Kolejna mądra lekcja jaką wyniosłam z coachingu to przypomnienie sobie mądrości książki ZJEDZ TĘ ŻABĘ Briana Tracy.
O co w tym chodzi ? Co to żaba ? „Żaba” w tym kontekście to zadanie, które odwlekamy, przekładamy, nie możemy się zabrać -tak jakby ktoś nam kazał zjeść żabę, każdy (poza głodującym w Etiopii i innych krajach) by się ociągał…
Ogólnie na czym polega magia tej książki ? Na prostocie. Proste rady, które teoretycznie idzie wymyślić samemu, uderzają jak piorun w tatarak !

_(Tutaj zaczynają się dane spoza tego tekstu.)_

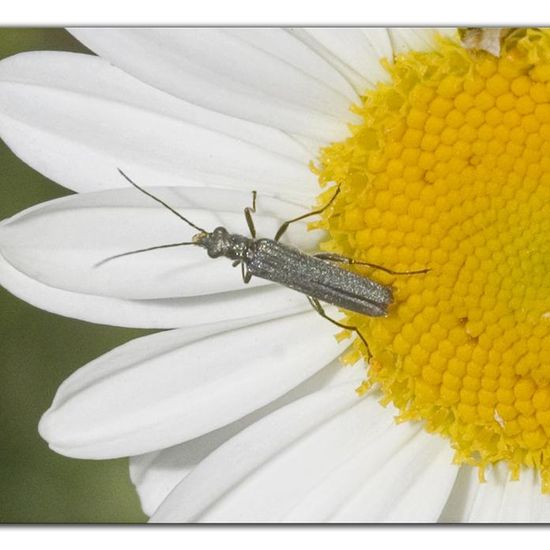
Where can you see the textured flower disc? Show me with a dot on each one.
(450, 170)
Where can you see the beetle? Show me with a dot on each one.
(318, 276)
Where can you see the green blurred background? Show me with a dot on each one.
(37, 352)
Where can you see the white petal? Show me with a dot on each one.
(269, 301)
(356, 52)
(167, 388)
(405, 484)
(233, 466)
(60, 243)
(261, 75)
(75, 118)
(418, 38)
(323, 458)
(499, 499)
(156, 474)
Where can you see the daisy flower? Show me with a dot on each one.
(243, 411)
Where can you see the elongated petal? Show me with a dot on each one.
(418, 38)
(406, 484)
(233, 465)
(268, 301)
(307, 462)
(75, 118)
(261, 75)
(499, 499)
(167, 388)
(156, 474)
(60, 243)
(356, 52)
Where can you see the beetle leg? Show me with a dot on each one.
(284, 226)
(331, 257)
(316, 305)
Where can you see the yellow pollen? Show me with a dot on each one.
(450, 170)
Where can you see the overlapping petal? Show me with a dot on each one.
(303, 462)
(204, 110)
(499, 500)
(163, 389)
(263, 75)
(60, 243)
(356, 52)
(413, 38)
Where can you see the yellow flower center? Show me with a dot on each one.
(450, 170)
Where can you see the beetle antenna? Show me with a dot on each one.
(173, 245)
(161, 202)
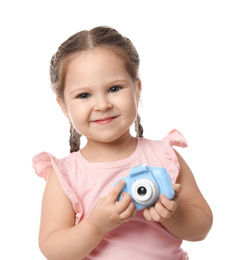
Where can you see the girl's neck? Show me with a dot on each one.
(108, 152)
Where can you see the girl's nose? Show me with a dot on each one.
(102, 104)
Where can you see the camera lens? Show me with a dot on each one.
(142, 191)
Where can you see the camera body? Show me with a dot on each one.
(145, 183)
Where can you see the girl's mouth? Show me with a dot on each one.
(103, 121)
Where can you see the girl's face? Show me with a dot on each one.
(100, 98)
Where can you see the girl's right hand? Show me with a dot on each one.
(109, 214)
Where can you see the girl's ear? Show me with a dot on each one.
(63, 108)
(139, 89)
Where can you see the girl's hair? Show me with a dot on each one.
(101, 36)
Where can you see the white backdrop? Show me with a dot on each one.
(193, 61)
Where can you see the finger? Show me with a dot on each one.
(129, 212)
(155, 215)
(123, 204)
(147, 215)
(113, 195)
(162, 210)
(177, 188)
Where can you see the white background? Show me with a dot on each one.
(193, 61)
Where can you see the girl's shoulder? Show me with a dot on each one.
(44, 162)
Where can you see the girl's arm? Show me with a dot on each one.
(188, 216)
(60, 239)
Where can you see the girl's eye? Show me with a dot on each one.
(84, 95)
(114, 89)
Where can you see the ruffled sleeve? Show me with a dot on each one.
(174, 138)
(43, 164)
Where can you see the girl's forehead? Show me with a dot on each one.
(97, 62)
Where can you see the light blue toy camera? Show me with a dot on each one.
(145, 183)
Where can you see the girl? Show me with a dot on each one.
(95, 77)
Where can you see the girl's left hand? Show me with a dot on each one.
(164, 208)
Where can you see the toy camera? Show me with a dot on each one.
(145, 183)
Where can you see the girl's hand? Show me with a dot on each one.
(109, 214)
(164, 208)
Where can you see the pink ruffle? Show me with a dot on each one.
(43, 164)
(174, 138)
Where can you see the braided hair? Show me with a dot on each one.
(101, 36)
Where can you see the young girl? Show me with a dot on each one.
(95, 77)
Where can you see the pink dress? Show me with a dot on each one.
(85, 182)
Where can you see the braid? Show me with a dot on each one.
(138, 126)
(74, 140)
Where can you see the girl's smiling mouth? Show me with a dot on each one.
(103, 121)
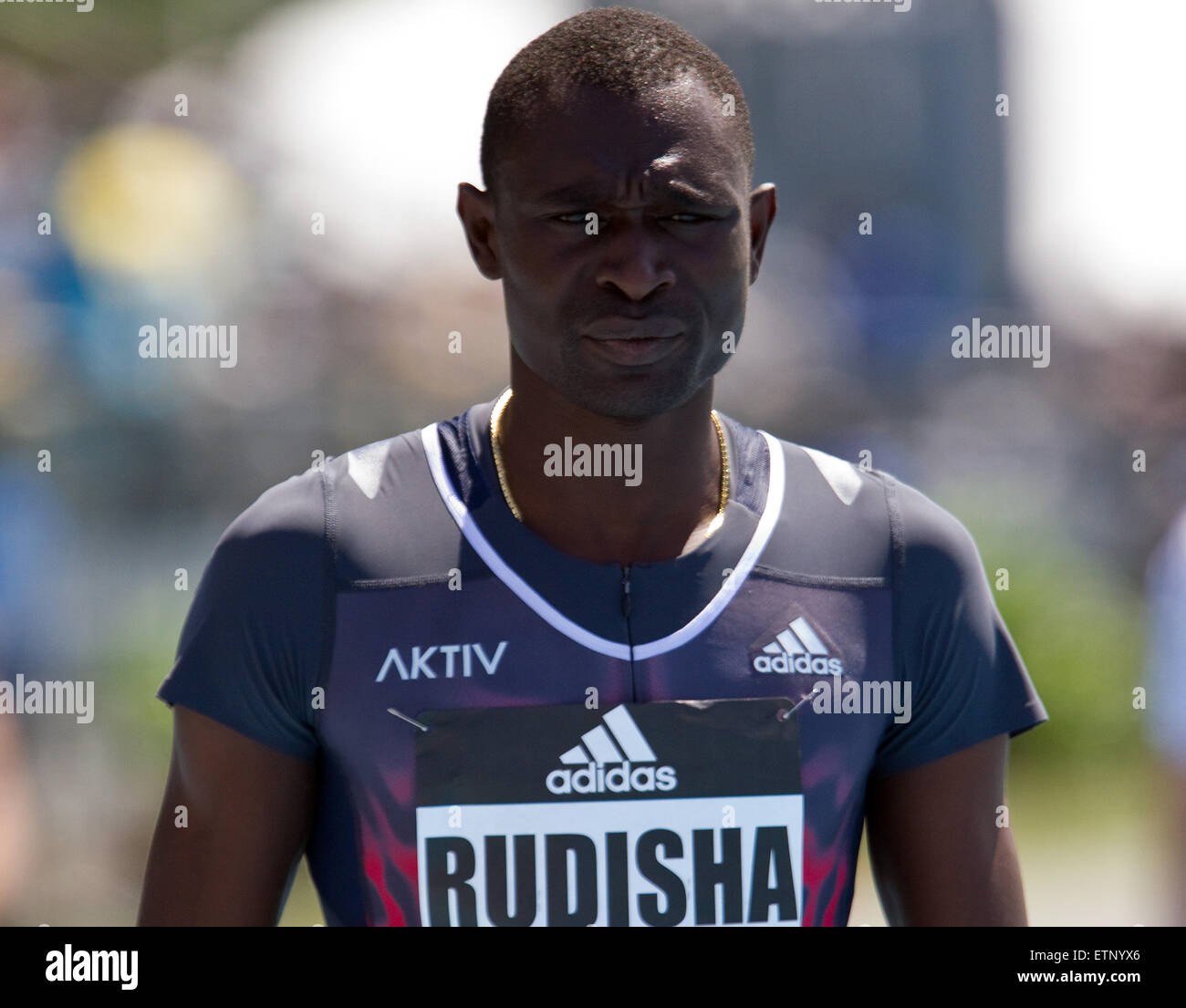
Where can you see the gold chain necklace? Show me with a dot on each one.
(496, 443)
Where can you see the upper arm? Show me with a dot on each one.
(232, 828)
(937, 852)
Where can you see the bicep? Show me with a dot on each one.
(233, 826)
(937, 853)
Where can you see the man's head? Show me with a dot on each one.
(623, 115)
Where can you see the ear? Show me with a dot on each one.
(475, 208)
(763, 208)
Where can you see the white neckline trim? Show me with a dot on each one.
(772, 508)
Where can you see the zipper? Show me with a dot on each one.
(629, 636)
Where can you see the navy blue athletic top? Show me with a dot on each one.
(396, 577)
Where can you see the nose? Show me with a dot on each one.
(632, 259)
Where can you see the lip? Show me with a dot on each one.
(631, 348)
(625, 327)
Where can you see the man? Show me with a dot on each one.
(351, 618)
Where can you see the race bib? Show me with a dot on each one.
(650, 814)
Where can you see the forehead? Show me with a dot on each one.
(594, 142)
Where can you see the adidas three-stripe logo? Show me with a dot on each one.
(797, 649)
(616, 743)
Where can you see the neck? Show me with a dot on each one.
(675, 467)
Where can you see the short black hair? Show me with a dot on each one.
(625, 51)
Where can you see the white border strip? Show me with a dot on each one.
(574, 631)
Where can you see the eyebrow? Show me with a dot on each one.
(676, 190)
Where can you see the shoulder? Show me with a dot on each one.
(864, 521)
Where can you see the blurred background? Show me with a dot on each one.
(291, 169)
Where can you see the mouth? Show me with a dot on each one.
(631, 348)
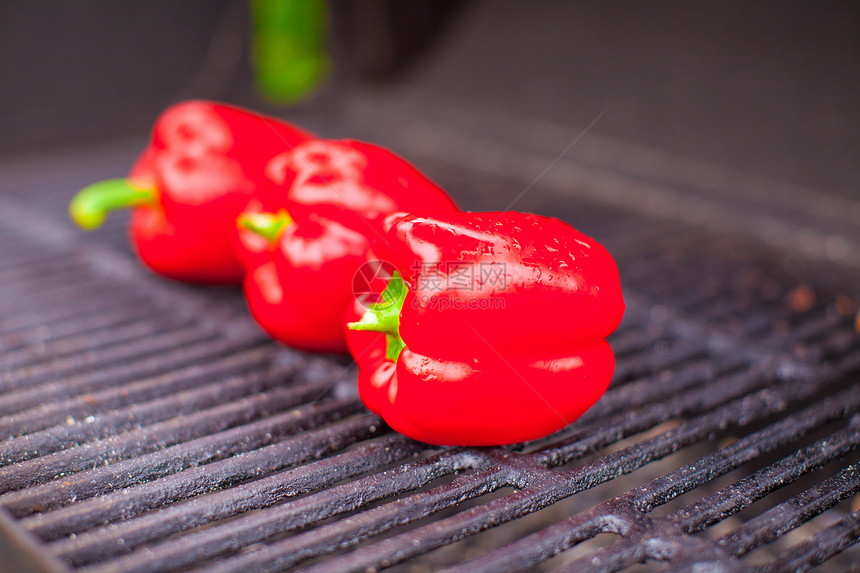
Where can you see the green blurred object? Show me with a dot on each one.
(288, 48)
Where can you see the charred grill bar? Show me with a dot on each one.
(148, 426)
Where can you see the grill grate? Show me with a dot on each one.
(148, 426)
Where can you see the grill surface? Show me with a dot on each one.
(149, 426)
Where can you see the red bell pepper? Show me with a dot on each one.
(306, 234)
(492, 331)
(203, 164)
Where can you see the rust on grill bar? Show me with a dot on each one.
(149, 426)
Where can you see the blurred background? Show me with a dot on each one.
(769, 88)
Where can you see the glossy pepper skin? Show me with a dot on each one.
(493, 331)
(304, 237)
(204, 163)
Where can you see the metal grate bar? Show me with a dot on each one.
(158, 436)
(208, 448)
(40, 337)
(154, 363)
(790, 514)
(171, 336)
(622, 515)
(819, 547)
(68, 349)
(96, 426)
(104, 543)
(348, 532)
(247, 530)
(134, 396)
(203, 479)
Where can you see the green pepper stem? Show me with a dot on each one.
(267, 225)
(92, 204)
(384, 317)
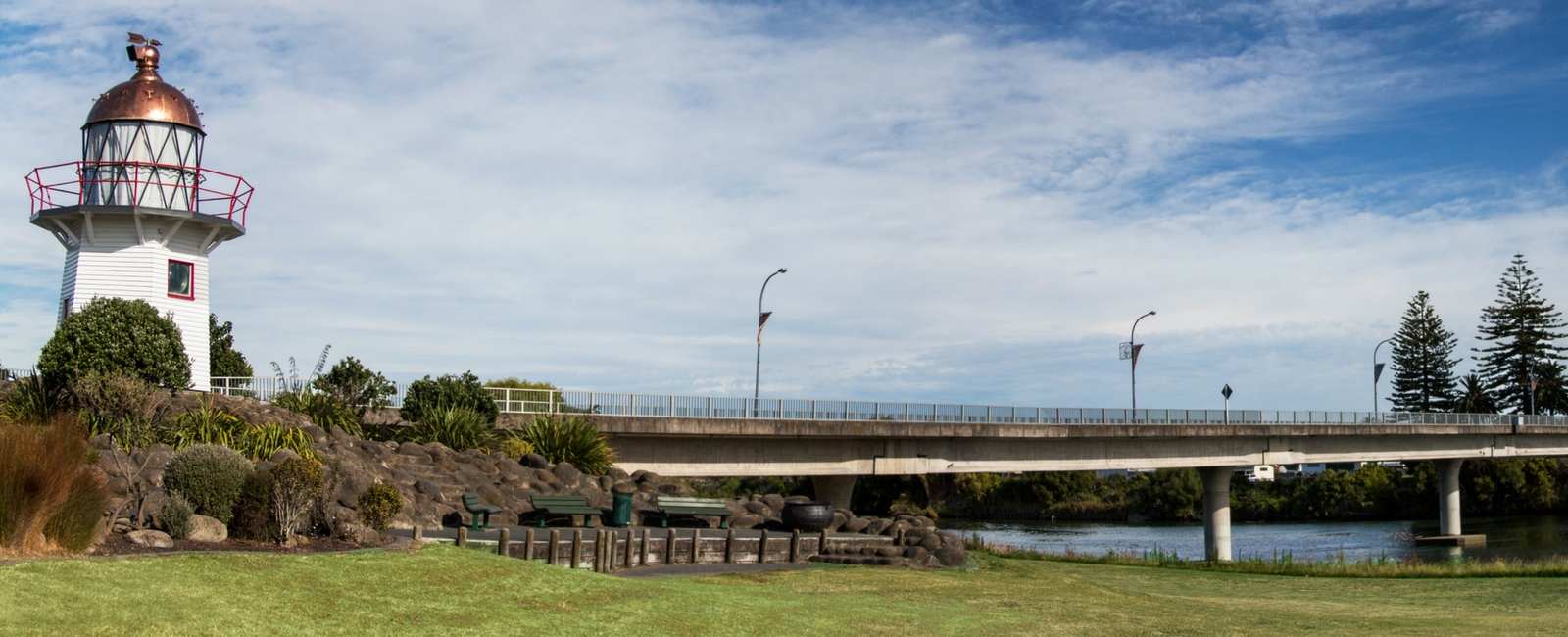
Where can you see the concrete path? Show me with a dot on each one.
(686, 569)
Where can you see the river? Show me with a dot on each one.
(1523, 538)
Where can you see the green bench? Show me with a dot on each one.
(557, 506)
(670, 506)
(477, 509)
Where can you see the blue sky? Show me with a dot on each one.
(974, 200)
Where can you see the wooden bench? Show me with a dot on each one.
(556, 506)
(470, 501)
(670, 506)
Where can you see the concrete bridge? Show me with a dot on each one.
(835, 452)
(835, 441)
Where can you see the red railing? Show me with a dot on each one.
(208, 190)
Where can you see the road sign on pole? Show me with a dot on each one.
(1227, 394)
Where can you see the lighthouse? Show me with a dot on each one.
(138, 216)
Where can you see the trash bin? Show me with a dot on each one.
(621, 516)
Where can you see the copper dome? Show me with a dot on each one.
(146, 96)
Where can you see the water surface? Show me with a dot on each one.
(1525, 538)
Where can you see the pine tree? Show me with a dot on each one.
(1423, 360)
(1521, 330)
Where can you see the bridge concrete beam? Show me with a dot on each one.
(1217, 512)
(835, 488)
(723, 451)
(1449, 496)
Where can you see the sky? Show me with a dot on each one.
(974, 200)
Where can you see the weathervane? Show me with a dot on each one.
(143, 51)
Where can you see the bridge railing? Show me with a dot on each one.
(671, 405)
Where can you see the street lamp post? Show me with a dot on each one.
(1377, 372)
(1133, 354)
(762, 318)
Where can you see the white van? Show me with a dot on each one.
(1258, 472)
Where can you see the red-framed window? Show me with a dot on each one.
(182, 279)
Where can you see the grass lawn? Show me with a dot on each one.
(449, 590)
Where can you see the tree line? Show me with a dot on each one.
(1518, 362)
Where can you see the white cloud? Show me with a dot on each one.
(593, 192)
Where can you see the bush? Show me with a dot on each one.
(30, 402)
(1170, 495)
(263, 441)
(176, 516)
(124, 407)
(224, 362)
(457, 427)
(47, 495)
(378, 504)
(355, 386)
(209, 475)
(77, 522)
(514, 446)
(295, 485)
(117, 336)
(569, 440)
(321, 409)
(253, 511)
(208, 424)
(428, 396)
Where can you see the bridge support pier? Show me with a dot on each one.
(1449, 496)
(1217, 512)
(835, 488)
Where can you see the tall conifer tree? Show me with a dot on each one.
(1424, 360)
(1521, 331)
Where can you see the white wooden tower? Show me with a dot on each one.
(138, 216)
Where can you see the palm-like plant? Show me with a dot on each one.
(1474, 397)
(569, 440)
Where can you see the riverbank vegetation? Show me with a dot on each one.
(454, 590)
(1286, 564)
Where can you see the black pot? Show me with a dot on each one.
(809, 516)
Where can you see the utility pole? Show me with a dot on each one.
(1129, 350)
(762, 318)
(1377, 372)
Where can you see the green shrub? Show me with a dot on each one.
(263, 441)
(321, 409)
(569, 440)
(28, 401)
(355, 386)
(378, 504)
(295, 485)
(208, 424)
(457, 427)
(117, 336)
(47, 493)
(176, 514)
(253, 511)
(209, 475)
(224, 362)
(124, 407)
(1170, 495)
(428, 396)
(514, 446)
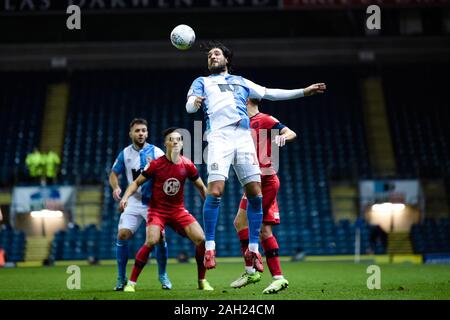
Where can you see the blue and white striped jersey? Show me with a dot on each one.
(131, 162)
(225, 99)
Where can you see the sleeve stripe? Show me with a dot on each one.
(194, 177)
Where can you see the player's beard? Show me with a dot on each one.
(175, 155)
(138, 144)
(217, 69)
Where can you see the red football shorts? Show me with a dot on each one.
(176, 220)
(269, 185)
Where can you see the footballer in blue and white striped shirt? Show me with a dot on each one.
(222, 97)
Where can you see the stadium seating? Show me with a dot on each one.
(13, 242)
(431, 236)
(331, 144)
(419, 123)
(22, 97)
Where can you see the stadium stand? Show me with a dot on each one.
(331, 145)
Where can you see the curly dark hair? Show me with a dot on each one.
(227, 52)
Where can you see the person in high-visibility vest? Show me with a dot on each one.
(35, 163)
(52, 160)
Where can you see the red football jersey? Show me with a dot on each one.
(261, 125)
(168, 182)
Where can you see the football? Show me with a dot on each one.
(182, 37)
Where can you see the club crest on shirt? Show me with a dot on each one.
(171, 186)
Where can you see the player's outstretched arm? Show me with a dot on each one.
(282, 94)
(132, 188)
(114, 183)
(201, 188)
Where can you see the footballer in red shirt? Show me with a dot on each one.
(261, 125)
(166, 208)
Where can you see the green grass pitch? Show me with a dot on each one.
(307, 280)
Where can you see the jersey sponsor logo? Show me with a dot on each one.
(171, 186)
(228, 87)
(135, 173)
(215, 166)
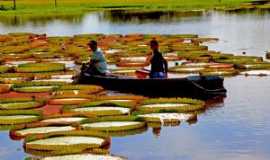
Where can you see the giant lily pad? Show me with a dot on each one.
(169, 105)
(100, 110)
(40, 67)
(42, 130)
(18, 116)
(58, 143)
(21, 105)
(63, 120)
(114, 126)
(84, 157)
(167, 117)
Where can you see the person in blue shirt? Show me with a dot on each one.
(159, 66)
(97, 64)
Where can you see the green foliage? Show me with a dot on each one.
(40, 67)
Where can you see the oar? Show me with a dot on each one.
(142, 73)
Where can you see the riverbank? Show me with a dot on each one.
(67, 7)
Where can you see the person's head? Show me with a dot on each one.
(154, 44)
(92, 45)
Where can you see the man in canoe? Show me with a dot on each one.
(97, 64)
(159, 65)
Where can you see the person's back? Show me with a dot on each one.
(159, 66)
(98, 65)
(157, 62)
(100, 61)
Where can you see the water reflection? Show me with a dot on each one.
(137, 17)
(238, 32)
(39, 20)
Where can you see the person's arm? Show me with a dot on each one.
(148, 59)
(165, 66)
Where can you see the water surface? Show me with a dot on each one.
(237, 129)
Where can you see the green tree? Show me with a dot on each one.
(14, 4)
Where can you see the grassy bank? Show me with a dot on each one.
(80, 6)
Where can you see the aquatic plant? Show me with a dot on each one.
(23, 132)
(11, 117)
(84, 157)
(22, 105)
(4, 88)
(70, 142)
(170, 105)
(4, 69)
(113, 126)
(40, 67)
(36, 87)
(97, 110)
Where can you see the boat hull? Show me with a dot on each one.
(201, 87)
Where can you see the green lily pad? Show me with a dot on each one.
(114, 125)
(40, 67)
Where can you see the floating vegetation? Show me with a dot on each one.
(71, 142)
(4, 88)
(63, 120)
(114, 126)
(36, 87)
(99, 111)
(181, 69)
(170, 105)
(68, 101)
(127, 103)
(84, 157)
(4, 69)
(256, 73)
(252, 66)
(21, 105)
(168, 117)
(40, 67)
(219, 72)
(41, 130)
(11, 117)
(67, 142)
(76, 119)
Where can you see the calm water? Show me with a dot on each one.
(237, 129)
(238, 32)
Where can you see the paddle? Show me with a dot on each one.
(142, 73)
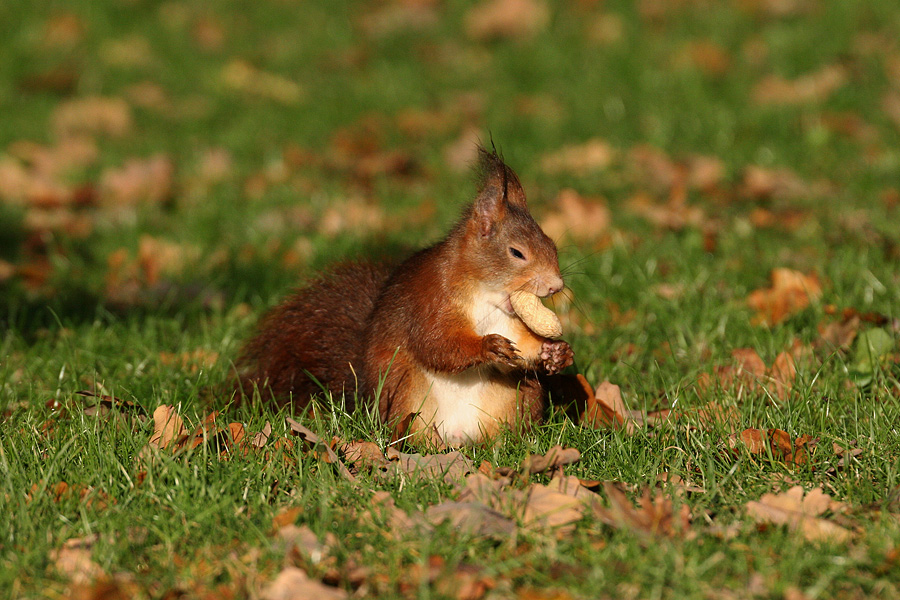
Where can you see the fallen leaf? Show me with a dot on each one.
(491, 19)
(260, 438)
(294, 584)
(581, 159)
(707, 56)
(314, 441)
(92, 115)
(303, 540)
(776, 441)
(606, 408)
(451, 466)
(791, 292)
(556, 457)
(801, 513)
(241, 76)
(547, 508)
(138, 181)
(582, 219)
(655, 515)
(74, 560)
(472, 518)
(813, 87)
(168, 427)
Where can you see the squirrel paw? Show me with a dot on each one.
(499, 349)
(556, 355)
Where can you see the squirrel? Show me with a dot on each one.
(435, 341)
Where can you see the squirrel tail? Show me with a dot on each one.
(314, 339)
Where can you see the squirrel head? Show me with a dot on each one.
(511, 251)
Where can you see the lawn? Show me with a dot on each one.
(721, 179)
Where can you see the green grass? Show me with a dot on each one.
(193, 524)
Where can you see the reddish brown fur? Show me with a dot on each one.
(317, 331)
(430, 318)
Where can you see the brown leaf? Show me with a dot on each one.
(556, 457)
(294, 584)
(708, 56)
(286, 516)
(168, 427)
(314, 441)
(451, 467)
(74, 560)
(547, 508)
(582, 159)
(759, 183)
(92, 115)
(577, 217)
(791, 292)
(241, 76)
(606, 408)
(776, 441)
(302, 539)
(839, 335)
(655, 515)
(364, 454)
(472, 518)
(138, 181)
(800, 513)
(491, 19)
(260, 438)
(813, 87)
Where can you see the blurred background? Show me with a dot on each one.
(172, 156)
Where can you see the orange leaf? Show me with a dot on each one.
(791, 292)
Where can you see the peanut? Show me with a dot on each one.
(537, 317)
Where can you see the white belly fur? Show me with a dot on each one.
(466, 404)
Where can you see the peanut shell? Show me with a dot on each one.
(535, 315)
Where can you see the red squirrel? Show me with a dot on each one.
(435, 341)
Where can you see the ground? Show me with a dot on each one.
(720, 177)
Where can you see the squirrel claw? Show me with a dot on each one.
(555, 356)
(500, 349)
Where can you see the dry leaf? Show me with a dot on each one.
(92, 115)
(74, 560)
(294, 584)
(791, 292)
(759, 183)
(582, 159)
(801, 513)
(606, 408)
(549, 509)
(491, 19)
(451, 467)
(472, 518)
(241, 76)
(814, 87)
(577, 217)
(655, 515)
(314, 441)
(168, 427)
(556, 457)
(138, 181)
(776, 441)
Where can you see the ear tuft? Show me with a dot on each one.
(494, 173)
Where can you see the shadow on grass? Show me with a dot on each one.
(71, 303)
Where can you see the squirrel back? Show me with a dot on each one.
(436, 341)
(313, 340)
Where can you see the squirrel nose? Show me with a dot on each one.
(554, 286)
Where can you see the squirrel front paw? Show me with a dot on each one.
(556, 355)
(500, 349)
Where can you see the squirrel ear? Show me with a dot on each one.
(499, 186)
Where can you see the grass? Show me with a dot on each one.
(196, 525)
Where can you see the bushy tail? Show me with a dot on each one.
(314, 337)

I cóż się okazało na sesji coachingowej ? Że mam takie „żaby” w życiu. Całe stadko nawet, tłuściutkich, upasionych „żabek” które zjeść powinnam już dawno, a odwlekam.
Pytanie pomocnicze: jak zjeść słonia ?
Po kawałku.
Tak też należy postąpić z „żabą”. Podzielić na części, tak i tu, trudne zadanie należy podzielić na mniejsze etapy i zaplanować dokładnie i WYKONAĆ . Niemal każde zadanie idzie tak rozpracować.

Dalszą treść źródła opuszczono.